Mi abuela me decía que yo llevaba la poesía en la sangre: Desde entonces no me interesan ni el trabajo ni el placer ni el amor. Vivo para la poesía. De ella se nutren todas las partículas de mi cuerpo. Los efluvios todos de mi anatomía gritan: poesía, poesía, poesía. Mi primera composición poética fue una especie de prefiguración del pañal desechable. Antes de conocerte te adivinaba. Y no se crea que fui tan precoz que escribía en la cuna, no. Componía en el pensamiento cuando apenas podía decir “bu,bu,ta,ta”. De ahí deduzco —y resuelvo de paso una vieja polémica— que el pensamiento precede al lenguaje.

Aprendí a escribir a los cuatro o cinco años (más tarde que Sor Juana, lo cual me da una infinita rabia, pues cómo puede ser que me gane una mujer) y desde entonces lleno y lleno papeles blancos sin el menor asomo de angustia. Nunca he dado uno solo de mis poemas a la letra impresa. Ya cuando me muera que se peleen los editores por publicar en 30 tomos mi poesía completa. No le tengo ninguna fe a la fama. Es más, creo que me haría daño. Por lo único que me gustaría publicarla, sería por hacer palidecer de rabia (por más que trato de evitar el ritmo y la rima, me persiguen como una maldición) a los 4 mil 827 finos poetas de nuestro valle.

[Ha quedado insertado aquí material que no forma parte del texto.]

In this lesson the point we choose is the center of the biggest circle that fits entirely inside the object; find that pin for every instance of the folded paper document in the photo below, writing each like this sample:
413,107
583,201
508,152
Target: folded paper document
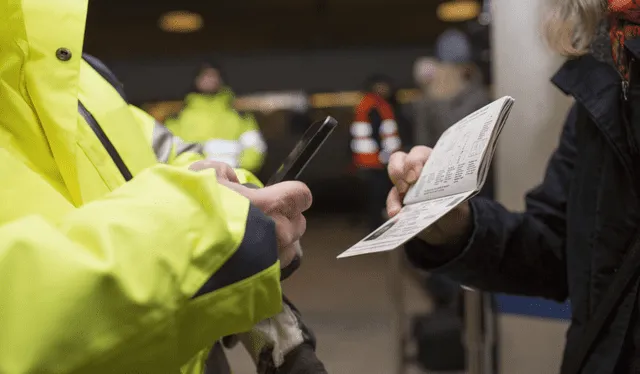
455,172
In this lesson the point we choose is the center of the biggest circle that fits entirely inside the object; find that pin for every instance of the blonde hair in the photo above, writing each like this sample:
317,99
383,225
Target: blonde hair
571,25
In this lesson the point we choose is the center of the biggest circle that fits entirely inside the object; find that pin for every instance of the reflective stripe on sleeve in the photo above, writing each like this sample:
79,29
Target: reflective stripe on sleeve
221,150
257,252
164,143
253,139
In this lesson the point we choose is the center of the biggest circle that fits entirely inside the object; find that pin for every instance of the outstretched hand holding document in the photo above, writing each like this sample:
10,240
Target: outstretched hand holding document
455,171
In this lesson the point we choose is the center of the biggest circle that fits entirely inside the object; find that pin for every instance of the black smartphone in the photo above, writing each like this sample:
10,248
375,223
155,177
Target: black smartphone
294,164
304,151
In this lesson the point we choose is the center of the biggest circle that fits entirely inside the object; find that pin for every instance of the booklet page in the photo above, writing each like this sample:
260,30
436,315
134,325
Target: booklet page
411,220
454,164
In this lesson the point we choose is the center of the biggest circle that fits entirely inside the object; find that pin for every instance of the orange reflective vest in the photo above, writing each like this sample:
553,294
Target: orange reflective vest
374,133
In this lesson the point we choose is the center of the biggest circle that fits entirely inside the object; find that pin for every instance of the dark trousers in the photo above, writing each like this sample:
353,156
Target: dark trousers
375,187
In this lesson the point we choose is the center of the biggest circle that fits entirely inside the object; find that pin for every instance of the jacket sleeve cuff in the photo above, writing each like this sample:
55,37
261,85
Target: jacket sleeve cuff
257,252
445,257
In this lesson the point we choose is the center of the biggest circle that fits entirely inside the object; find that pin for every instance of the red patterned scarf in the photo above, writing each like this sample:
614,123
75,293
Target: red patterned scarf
625,24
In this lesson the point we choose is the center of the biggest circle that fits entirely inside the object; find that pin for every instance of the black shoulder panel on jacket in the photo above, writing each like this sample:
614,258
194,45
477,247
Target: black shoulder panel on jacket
105,72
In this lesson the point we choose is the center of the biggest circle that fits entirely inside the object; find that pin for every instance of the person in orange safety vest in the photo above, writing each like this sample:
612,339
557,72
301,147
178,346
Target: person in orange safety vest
375,137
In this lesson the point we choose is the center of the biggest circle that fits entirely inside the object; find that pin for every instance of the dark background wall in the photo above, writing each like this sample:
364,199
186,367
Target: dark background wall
326,70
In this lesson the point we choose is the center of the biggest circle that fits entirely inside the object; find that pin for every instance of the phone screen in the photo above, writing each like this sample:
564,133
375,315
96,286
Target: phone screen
304,151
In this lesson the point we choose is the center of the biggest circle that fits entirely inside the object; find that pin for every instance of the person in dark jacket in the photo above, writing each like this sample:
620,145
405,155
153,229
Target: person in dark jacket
580,221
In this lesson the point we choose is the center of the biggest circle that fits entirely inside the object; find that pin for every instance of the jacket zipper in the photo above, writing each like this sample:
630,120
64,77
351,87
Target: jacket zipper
631,133
106,143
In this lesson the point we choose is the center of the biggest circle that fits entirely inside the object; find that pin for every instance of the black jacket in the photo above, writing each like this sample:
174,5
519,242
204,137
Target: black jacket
577,225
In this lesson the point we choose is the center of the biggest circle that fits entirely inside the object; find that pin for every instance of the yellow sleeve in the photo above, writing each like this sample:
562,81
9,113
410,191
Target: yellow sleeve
138,282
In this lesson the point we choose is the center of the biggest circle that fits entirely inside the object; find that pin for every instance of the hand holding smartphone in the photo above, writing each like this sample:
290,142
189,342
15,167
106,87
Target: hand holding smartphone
296,162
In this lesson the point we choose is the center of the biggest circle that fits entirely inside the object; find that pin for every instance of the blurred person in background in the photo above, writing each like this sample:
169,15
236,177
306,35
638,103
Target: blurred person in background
451,90
128,287
209,117
581,223
424,72
375,136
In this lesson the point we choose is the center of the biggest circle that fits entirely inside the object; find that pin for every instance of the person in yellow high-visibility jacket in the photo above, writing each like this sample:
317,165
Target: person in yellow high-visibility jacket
209,118
109,261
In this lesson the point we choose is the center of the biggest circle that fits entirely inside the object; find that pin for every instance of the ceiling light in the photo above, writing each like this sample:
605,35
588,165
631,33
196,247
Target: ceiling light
181,22
458,10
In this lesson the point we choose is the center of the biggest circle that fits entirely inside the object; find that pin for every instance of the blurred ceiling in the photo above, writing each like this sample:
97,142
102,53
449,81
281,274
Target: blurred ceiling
129,28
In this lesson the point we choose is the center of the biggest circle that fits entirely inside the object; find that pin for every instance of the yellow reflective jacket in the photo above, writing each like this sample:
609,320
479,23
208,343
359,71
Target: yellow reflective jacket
226,135
100,275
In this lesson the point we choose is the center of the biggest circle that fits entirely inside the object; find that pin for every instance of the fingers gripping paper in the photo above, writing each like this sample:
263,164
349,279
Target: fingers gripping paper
455,171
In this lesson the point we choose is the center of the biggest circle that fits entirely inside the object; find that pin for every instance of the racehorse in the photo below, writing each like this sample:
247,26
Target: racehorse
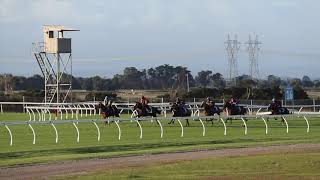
210,110
143,111
232,109
179,111
277,109
108,111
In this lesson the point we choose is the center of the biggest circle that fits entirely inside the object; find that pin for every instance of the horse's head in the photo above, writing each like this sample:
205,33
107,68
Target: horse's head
138,105
227,105
202,104
99,106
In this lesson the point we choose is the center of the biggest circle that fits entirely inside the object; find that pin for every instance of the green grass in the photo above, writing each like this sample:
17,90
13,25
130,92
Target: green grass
272,166
46,150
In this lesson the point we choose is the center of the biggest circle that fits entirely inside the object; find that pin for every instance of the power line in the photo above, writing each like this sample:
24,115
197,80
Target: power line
232,48
253,50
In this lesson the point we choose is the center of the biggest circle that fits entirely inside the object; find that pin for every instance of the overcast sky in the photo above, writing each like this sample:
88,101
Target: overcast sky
145,33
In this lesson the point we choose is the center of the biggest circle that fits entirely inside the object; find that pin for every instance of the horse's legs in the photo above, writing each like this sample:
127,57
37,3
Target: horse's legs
187,123
171,122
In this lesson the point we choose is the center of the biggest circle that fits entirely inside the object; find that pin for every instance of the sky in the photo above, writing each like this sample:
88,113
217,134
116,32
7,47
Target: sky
146,33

La vida es triste para mí porque no puedo abrir la boca sin que salte una sinécdoque, una sinestesia o un oxímoron travieso. Los versos se me encabalgan a las piernas y no me dejan vivir una existencia simple y común. En los restoranes, por ejemplo, los meseros no entienden mis elipsis y termino comiendo lo que comería un canario ya ahito y cansado. A mi mujer no le hacen ninguna gracia mis hipérboles cuando discutimos sobre la personalidad de mi nunca bien ponderada madre política.

Es una desgracia el haber nacido con este don de querer hermosear las palabras. No saben cuánto envidio la forma de ser de las criaturas simples. No saben el martirio que representará, el próximo primero de septiembre, el ir acomodando mentalmente el discurso en endecasílabos polirrítmicos. Porque hasta eso tengo mal; no sólo la boca sino el oído. Cuando escucho, cuento sílabas deshago hiatos y voy rimando puntillosamente todo lo escuchado. Maldigo el día que leí el manual de Tomás Navarro Tomás. Mi obsesión es siempre trasladar al eje paradigmático todo lo que está sucediendo en el eje sintagmático. Veo metáforas y metonimias donde todos ven el simple pan y el dulce vino. Hasta en la lengua de ternera guisada con jitomate veo la distancia entre significante y significado y concluyo que, en verdad, el signo es arbitrario.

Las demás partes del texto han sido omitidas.